Use Cloud Logging to identify and correct errors in dataflow or to pass log messages to cloud logging when operating within a dataflow task. This can be useful to produce checkpoints or custom metrics for your dataflow pipelines. These logs can then be easily accessed either through the dataflow monitoring UI or via the Cloud Logging UI.
Processing SLIs and Data Quality Checks
GCP can automatically monitor, detect, capture, and aggregate Service Level Indicators for both Dataflow and Dataproc. This provides a more targeted and convenient method for observation than trying to use Cloud Logging for SLI capture and compliance in support of SRE objectives.
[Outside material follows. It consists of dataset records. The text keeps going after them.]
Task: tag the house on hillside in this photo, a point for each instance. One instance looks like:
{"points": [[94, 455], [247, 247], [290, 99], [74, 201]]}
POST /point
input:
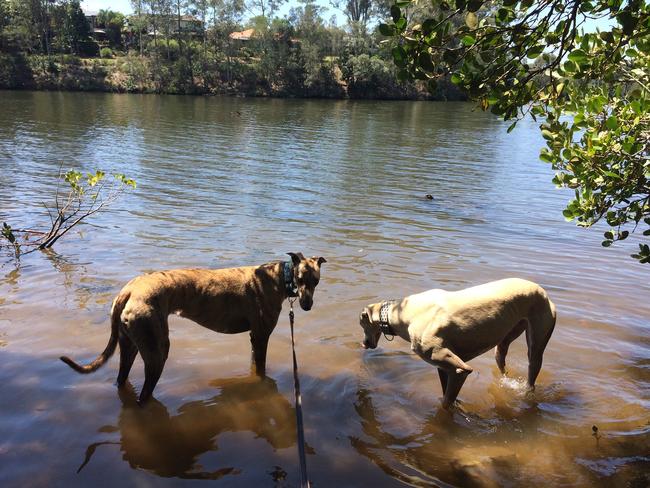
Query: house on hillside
{"points": [[242, 36], [97, 33]]}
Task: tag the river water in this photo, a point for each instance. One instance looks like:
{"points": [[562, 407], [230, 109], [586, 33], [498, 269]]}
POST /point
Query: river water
{"points": [[231, 182]]}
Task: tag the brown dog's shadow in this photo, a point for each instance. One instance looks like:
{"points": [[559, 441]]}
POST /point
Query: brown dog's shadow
{"points": [[170, 445]]}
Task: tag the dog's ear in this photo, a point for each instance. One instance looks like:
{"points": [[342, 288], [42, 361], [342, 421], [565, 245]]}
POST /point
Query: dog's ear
{"points": [[296, 257]]}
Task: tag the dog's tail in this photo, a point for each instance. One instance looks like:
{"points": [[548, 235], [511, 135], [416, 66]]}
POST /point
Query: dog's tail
{"points": [[116, 312]]}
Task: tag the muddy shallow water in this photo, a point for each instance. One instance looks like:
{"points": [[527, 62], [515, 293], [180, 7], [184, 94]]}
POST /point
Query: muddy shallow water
{"points": [[224, 182]]}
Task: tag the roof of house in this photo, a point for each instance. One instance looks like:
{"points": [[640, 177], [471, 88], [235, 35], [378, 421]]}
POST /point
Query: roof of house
{"points": [[244, 35], [190, 18]]}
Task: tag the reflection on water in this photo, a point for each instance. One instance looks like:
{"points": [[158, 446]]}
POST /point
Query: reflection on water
{"points": [[345, 180], [170, 445]]}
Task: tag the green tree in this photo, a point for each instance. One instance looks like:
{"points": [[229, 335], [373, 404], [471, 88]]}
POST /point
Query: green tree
{"points": [[590, 89]]}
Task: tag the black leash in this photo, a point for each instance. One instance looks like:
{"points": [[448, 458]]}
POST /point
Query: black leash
{"points": [[304, 481]]}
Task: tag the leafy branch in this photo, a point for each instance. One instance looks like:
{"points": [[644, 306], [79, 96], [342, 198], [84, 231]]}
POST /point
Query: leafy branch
{"points": [[81, 197], [519, 57]]}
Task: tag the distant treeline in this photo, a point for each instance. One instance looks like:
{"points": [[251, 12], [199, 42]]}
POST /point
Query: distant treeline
{"points": [[238, 47]]}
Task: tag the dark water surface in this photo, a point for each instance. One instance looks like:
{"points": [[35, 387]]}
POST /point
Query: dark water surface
{"points": [[227, 182]]}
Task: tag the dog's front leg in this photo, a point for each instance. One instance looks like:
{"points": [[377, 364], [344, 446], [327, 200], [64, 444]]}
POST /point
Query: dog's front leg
{"points": [[453, 372], [259, 345]]}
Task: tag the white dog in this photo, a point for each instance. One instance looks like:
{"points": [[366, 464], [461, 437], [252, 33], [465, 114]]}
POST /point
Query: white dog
{"points": [[446, 329]]}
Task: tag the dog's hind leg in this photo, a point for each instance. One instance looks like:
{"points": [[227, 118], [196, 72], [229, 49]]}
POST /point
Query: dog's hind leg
{"points": [[442, 374], [501, 351], [538, 333], [128, 352], [151, 336], [259, 344], [153, 366]]}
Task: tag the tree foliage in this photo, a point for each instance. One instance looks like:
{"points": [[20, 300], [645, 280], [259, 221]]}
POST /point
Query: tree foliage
{"points": [[590, 89]]}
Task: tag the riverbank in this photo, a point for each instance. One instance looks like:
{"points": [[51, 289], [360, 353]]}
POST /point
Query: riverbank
{"points": [[140, 74]]}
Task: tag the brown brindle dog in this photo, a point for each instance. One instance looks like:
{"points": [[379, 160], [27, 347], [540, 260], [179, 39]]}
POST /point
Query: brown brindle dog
{"points": [[229, 300]]}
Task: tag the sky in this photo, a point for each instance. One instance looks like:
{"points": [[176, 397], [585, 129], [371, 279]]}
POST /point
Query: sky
{"points": [[124, 6]]}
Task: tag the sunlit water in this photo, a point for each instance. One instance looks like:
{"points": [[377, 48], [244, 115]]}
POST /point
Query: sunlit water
{"points": [[228, 182]]}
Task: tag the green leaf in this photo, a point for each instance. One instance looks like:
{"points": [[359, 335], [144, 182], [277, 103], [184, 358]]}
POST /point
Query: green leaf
{"points": [[471, 20], [386, 30], [612, 123], [428, 25], [569, 66], [535, 51], [473, 5], [425, 62], [468, 40], [628, 22], [396, 13], [578, 56]]}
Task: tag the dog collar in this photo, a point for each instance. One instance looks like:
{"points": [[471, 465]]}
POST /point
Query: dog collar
{"points": [[289, 283], [384, 324]]}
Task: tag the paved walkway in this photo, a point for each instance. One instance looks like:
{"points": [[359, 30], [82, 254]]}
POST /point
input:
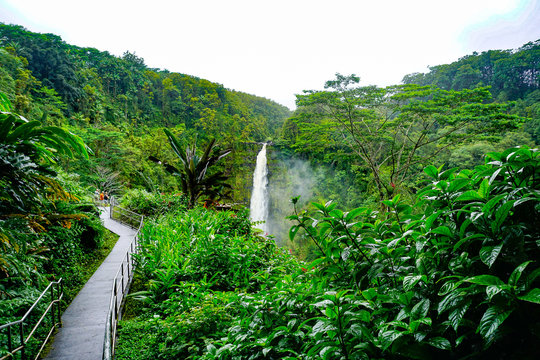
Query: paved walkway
{"points": [[83, 323]]}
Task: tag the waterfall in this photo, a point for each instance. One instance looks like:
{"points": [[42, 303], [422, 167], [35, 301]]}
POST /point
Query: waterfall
{"points": [[258, 209]]}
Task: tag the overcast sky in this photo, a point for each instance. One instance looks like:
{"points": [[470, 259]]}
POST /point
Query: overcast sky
{"points": [[277, 48]]}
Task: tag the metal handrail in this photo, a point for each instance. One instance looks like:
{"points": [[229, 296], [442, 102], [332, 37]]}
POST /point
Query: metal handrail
{"points": [[55, 322], [120, 287], [132, 216]]}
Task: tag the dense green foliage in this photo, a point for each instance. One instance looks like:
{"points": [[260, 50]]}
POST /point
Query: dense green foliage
{"points": [[397, 130], [119, 106], [455, 276], [194, 170], [46, 232], [510, 74], [445, 267], [192, 267]]}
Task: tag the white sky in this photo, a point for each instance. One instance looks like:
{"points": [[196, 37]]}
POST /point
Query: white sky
{"points": [[277, 48]]}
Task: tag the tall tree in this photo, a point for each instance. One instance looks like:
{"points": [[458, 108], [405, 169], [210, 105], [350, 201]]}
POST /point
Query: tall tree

There are two SLI's reported by Dataproc and Dataflow:
- Correctness - a measure of how many processing errors the pipeline incurs.
- Freshness - a measure of how quickly data is processed.
By using a simple API call you can provide the number of correct datapoints and how often the data passes the system from either dataflow or dataproc. Measure things like job duration, data points analyzed, data quality, data freshness, and other metrics quickly and easily. Then integrate these metrics into your larger SLA monitoring service to ensure a high quality and high performing data engineering architecture and service.